The first and simplest option for moving the GCode to our printer is to use an SD card or a USB memory. Most printers have one or both options, and can autonomously print the GCode file we input.

It may seem very cumbersome to have to go back and forth with a card, but in reality, it is a very employed, simple, and convenient option.

Use 3D printing Host

Another slightly more advanced option is to use a 3D printing Host, that is, a computer connected to the 3D printer via a USB port that controls the printing process at all times.

There are specific programs for 3D printing Hosts, with the most famous being Octoprint, Astroprint, or Repetier Server, which can be run on a mini PC like a Raspberry Pi.

In addition to being able to send GCodes by Wifi to our 3D printer, having a 3D printing Host has additional advantages, such as integrating the Slicer software, real-time 3D print monitoring, or visualizing the process with a webcam.

3D printer

Whether by a mini SD card, a USB memory, or by a Host, we already have the GCode file in our printer! But how does our printer convert that pile of lines with coordinates into a printed piece?

It’s time to briefly see how the printer works, although we will see each part in more detail in the next posts.

Parts of the printer

Very briefly, our printer has a structure (base, bridge, bed), mechanical parts (motors, pulleys, etc.), and an electronic part. The electronic part is the brain of our printer.

The electronic part is usually based on a board similar to or derived from an Arduino. This board controls the movement of the motors and makes them follow the instructions of the GCode.

Of course, to do its job, the electronic board has to execute a program (and not a small one, precisely). This is where the firmware comes in.


The firmware is the software that runs the electronics of your 3D printer, the “intelligence” of your printer. The firmware takes the GCode and is responsible for executing the actions that appear in it.

The firmware controls all the components of the 3D printer. But, it can also make modifications such as limiting the speed or acceleration of the print head.

It should not surprise us that there are also several firmware for printers. The best known is Marlin and many others are derived from or based on it. Marlin, in turn, is based on Sprinter and Grbl.

Other examples are MK4duo, Sailfish, Repetier-Firmware, or RepRap-Firmware. Most are Open Source, so we can even make modifications ourselves.
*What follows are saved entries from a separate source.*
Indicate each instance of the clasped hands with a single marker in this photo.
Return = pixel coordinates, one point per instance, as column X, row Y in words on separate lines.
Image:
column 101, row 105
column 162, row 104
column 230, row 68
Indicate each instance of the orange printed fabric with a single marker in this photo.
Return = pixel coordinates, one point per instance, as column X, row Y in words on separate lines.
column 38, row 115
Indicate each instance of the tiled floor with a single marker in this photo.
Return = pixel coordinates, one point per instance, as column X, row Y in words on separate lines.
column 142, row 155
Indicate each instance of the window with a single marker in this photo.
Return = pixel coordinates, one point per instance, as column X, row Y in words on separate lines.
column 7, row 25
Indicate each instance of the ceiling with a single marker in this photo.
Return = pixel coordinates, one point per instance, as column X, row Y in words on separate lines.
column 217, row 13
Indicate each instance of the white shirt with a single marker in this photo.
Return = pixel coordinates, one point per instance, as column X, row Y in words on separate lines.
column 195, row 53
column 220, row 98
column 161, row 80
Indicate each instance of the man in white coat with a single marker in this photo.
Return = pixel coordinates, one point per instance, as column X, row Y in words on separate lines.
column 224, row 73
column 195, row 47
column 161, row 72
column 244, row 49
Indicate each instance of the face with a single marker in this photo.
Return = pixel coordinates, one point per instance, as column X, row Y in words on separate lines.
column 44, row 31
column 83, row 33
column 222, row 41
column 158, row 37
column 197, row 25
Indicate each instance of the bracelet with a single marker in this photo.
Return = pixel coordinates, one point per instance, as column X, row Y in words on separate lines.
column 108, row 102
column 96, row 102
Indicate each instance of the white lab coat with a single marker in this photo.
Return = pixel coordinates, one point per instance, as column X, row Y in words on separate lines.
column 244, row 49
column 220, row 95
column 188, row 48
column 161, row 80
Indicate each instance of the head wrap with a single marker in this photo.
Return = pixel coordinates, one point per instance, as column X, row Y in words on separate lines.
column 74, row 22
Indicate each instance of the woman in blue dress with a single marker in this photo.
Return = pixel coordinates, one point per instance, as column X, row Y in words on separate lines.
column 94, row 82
We can overwrite or update the firmware of the printer, but not all firmware are compatible with all printers. In general, we should only touch the firmware if we know what we are doing.

Printed piece

And we have finally reached the end! If the whole process has gone correctly, we will have a printed piece (or several). If it has not gone correctly, we will have a plate of plastic spaghetti.


This is, in summary, the general idea of the 3D printing process. In future posts, we will delve into each of the points we have seen, learn to design parts, and common mistakes and how to fix them. See you soon!